Er moeten zilveren meerminnen in het riet verscholen zijn
Er moeten zilveren meerminnen in het riet verscholen zijn,
die rusten van de reis van zee en zand tot laagland en tot wei.
Waren de meeuwen niet de voorboden van schubachtige pijn,
die matrozen en piloten glimlachend in de baren lei.

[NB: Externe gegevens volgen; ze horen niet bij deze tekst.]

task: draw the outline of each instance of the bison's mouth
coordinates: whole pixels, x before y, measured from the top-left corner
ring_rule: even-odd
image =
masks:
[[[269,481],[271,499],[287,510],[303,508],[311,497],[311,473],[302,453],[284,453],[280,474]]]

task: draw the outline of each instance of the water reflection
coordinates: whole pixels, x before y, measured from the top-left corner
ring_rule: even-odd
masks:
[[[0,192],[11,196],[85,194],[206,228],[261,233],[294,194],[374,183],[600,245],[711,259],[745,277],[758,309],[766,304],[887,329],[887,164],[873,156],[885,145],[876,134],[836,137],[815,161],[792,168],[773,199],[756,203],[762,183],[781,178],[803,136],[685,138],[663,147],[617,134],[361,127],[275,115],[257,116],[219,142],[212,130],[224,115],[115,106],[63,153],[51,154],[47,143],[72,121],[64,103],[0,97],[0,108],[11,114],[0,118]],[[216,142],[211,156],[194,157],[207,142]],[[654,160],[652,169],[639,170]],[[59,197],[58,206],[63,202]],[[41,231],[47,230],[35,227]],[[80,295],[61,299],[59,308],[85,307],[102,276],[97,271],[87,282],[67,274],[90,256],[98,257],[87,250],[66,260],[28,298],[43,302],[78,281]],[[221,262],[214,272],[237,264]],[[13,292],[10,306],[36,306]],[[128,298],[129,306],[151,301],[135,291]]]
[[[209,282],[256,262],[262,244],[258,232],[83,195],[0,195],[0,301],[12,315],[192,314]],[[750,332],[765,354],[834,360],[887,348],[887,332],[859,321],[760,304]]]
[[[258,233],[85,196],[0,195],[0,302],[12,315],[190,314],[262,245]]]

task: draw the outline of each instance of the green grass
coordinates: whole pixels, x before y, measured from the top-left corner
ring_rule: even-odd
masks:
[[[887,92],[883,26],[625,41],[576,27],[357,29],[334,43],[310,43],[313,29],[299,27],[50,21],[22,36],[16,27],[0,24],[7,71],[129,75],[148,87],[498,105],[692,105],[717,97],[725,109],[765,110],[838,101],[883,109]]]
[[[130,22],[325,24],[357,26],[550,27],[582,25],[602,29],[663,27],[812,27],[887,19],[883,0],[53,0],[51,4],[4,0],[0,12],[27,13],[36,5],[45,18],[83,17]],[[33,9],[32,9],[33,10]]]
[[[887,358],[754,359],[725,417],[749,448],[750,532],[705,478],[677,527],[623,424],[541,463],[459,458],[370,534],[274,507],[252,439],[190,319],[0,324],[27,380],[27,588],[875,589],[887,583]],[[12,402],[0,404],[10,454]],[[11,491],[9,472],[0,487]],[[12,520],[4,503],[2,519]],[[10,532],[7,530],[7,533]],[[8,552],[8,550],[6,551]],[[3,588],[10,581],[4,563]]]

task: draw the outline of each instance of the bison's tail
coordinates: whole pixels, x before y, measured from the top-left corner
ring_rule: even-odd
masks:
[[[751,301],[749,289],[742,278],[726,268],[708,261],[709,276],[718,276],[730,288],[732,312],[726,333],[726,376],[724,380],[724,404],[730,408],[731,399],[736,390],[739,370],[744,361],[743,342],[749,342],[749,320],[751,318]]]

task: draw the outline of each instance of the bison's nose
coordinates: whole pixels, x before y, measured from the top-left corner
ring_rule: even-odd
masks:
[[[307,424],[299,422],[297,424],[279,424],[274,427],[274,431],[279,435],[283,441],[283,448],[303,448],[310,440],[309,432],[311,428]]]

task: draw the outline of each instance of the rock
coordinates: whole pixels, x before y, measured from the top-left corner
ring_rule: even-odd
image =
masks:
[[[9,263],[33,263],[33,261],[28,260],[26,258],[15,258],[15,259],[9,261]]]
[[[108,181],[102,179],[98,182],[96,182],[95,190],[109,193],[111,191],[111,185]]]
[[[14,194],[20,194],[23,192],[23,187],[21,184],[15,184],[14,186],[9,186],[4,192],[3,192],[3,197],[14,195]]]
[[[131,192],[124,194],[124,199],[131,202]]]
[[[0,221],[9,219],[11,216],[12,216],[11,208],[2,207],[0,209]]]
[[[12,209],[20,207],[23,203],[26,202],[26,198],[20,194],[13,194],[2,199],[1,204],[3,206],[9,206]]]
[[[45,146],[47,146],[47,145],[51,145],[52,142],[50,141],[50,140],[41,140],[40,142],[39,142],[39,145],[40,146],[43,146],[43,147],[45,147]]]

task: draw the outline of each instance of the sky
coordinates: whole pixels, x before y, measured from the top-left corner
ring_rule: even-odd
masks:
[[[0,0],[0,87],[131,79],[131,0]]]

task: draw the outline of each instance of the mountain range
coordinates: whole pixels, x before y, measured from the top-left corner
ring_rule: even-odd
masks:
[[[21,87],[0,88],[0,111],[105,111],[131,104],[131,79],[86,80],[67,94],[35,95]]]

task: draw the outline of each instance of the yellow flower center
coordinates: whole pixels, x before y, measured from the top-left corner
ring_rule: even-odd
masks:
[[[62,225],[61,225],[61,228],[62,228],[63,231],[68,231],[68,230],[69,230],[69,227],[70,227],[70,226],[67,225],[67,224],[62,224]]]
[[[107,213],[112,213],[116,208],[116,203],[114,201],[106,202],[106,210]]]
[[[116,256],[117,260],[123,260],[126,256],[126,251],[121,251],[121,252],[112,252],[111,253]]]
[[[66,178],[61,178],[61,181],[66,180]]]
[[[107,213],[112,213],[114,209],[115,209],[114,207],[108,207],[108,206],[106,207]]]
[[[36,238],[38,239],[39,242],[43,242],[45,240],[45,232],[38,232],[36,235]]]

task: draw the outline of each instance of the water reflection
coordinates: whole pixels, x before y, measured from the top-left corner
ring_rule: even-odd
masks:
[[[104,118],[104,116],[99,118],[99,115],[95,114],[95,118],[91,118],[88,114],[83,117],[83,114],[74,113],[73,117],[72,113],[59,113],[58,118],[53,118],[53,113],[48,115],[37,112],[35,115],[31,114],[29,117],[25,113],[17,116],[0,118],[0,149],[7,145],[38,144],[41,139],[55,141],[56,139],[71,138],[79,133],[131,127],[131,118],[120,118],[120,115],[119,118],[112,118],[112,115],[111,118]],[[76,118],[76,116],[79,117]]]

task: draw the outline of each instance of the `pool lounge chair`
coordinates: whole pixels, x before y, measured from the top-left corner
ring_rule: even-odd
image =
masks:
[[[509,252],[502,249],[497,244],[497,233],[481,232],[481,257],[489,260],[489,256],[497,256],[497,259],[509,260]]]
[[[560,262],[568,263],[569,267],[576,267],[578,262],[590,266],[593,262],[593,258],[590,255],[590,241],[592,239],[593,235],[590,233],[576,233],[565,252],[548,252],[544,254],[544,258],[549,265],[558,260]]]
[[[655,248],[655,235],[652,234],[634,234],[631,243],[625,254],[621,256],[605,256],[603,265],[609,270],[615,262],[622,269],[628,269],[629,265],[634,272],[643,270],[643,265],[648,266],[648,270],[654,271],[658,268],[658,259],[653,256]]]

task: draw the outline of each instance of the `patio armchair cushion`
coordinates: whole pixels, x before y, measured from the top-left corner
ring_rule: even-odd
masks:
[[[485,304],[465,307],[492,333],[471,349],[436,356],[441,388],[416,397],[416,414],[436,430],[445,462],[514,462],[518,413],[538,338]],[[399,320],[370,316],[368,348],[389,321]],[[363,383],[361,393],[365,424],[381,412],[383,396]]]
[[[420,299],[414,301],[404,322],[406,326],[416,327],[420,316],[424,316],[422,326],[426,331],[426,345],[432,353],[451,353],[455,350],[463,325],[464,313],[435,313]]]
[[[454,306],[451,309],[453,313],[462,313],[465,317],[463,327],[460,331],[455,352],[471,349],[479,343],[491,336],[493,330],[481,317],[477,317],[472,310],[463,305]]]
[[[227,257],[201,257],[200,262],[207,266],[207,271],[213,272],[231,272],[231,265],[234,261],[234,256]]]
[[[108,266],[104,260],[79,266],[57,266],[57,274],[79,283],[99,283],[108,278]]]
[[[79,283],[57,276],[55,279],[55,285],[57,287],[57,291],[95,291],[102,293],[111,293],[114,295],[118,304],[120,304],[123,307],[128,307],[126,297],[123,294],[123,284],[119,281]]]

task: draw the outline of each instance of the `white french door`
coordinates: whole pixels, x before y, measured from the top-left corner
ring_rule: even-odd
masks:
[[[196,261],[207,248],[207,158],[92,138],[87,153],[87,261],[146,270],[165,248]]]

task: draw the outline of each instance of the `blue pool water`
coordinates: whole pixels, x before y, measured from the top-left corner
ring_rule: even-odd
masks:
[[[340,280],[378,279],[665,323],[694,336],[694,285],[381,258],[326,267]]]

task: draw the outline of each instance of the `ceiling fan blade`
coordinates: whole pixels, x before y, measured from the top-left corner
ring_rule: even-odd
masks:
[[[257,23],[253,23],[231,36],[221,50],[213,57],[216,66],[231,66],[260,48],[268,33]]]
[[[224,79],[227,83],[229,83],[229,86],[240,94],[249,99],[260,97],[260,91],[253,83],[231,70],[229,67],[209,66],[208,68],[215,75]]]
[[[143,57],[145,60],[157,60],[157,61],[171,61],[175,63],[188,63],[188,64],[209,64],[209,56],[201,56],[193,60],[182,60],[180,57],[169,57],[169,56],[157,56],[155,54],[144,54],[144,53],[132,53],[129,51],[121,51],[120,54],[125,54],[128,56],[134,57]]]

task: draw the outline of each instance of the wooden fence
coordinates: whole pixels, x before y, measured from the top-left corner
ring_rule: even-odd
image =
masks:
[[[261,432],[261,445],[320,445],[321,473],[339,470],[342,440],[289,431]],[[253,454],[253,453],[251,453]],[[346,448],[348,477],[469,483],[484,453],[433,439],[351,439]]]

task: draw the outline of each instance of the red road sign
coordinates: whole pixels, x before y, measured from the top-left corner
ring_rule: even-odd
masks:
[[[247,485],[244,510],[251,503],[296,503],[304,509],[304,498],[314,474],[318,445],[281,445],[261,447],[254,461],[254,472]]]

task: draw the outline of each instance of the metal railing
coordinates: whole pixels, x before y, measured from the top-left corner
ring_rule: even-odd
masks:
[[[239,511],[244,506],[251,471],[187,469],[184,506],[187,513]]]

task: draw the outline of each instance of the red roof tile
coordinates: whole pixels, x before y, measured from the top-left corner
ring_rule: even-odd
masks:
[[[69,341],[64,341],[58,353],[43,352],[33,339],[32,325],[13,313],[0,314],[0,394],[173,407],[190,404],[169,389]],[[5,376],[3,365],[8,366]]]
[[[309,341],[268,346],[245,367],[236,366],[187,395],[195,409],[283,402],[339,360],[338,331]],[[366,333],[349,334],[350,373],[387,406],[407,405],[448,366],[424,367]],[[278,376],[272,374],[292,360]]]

De doden liggen in het zandledikant wachtend bedolven,
omkranst met zuigend zeewier en waterwitte zonnestralen
en als een grafgift van de zware springvloed der groene golven,
zwarte kleine kreeften die schuin kruipend op het drijfzand dwalen.
Er moeten zilveren meerminnen in het riet verscholen zijn,
die hun harpen stemmen op de koortsachtige klacht van de wind
en de heksen uit de wilgenbomen lokken met diepzeewijn
en dan boos de bezems breken vóór hun zwaanachtig lied begint.
O, we jagen d'oevers af geholpen door onz' herdershonden
en wat waterhoenen vliegen op, naar de stad toe weent een boot
voor 't hoge sluis en onz' handen dragen lange smalle wonden
van het sluwe snijdend lis dat het geheim verbergt van de dood.
Nu wordt het laagland onveilig door hun langgerekte listen:
de meerminnen kruipen door de korenvelden naar 't oude bos
en verrassen de geliefden met hun lied bij 't kussend twisten
der jonge zinnen op de verdraagzaamheid van het eeuwig mos.
Er moeten zilveren meerminnen in het riet verscholen zijn,
de honden zijn onrustig als we wegtrekken naar stroom en naar wei.
Waren de meeuwen niet de voorboden van schubachtige pijn
die matrozen in de golven en ons in vrouwenarmen lei.
[pagina 76]
[p. 76]
Gebed voor ‘de dichter’
‘Und wer von uns Dichtern hätte nicht seinen Wein verfälscht? Manch giftiger Mischmasch geschah in unsern Kellern, manches Unbeschreibliche ward da getan.’
Von den Dichtern.
Also sprach Zarathustra.
Friedrich Nietzsche
Laat hem zijn honderd verzen en zijn nooit geschreven dikke boeken,
zijn lange blonde haren en zijn universeel verdraaid verdriet.
O schenk de hartstochtelijke dromer bloemen en geen vuile vloeken,
geef hem dansende dichteressen en faunen verborgen tussen 't riet.
Laat hem; de spoken van zijn driften en zijn zoet perverse dromen
al heeft hij nooit één schone vrouw manmoedig in haar haren gekust.
Hij wil alleen op een van mens verlaten Zuidzee-eiland wonen
waar hij onder 't struikgewas op 't pluimenbed van zijn begeren rust.
Lach om zijn mensenliefde en om zijn dadeloze idealen,
om zijn kille valse achterdocht en zijn verlaten maanziek hart.
Lach om zijn trouwe tradities en om zijn grijze kathedralen,
zijn tamme schuchterheid en de schaduwen van ongeboren smart.
Geef hem zijn verduldig papier en het witte licht der halve maan,
geel hem zijn twee-maandelijks tijdschrift om verzen te publiceren.
Hij kust ontroerd het smalle blad met zijn schuingedrukte zwarte naam,
en 't stomme werkvolk, o het stomme werkvolk mag gerust kreperen.
Geef hem de grote fiere prijs der glorierijke halve natie;
met goedkoop avondmaal en tafels vol jonge Portugese wijn,
met witte bloemen en de dorpsfanfare aan de oude statie.
- Dragen de rails niet 't sluwe sonnet van zijn geldbeugel en zijn pijn? -
O Mens, verkoop hem vlug appelen voor onvindbare citroenen,
geef hem 'n moedoortrachte vrouw als zuiver zoete Vlaamse maagd.
Geef hem dorre pijnen in 't lijf voor dikke hartelijke zoenen,
schenk hem warme zoetigheden waar zijn letterkundig hart om vraagt.
Laat hem dan zeer dramatisch aan een ingebeelde borstkwaal sterven,
hij weet zijn droge keel gelaafd aan 't klateren van Uw hemelbron.
Leg in zijn schone zware kist opdat hij niet, als wij, bederve,
de zware honderd verzen die hij goochelend geniaal verzon.
O Mens, een laatste maal wil hij zijn perkamenten handen vouwen,
zie U bleek beschaamd aan d'horizon van zijn eindeloos doodsbed staan.
Hij bidt voor onze bekrompenheid en voor d'eenzaamheid van onz' vrouwen
en ziet zich reeds gebeeldhouwd in de smakeloosheid van 't stadspark staan.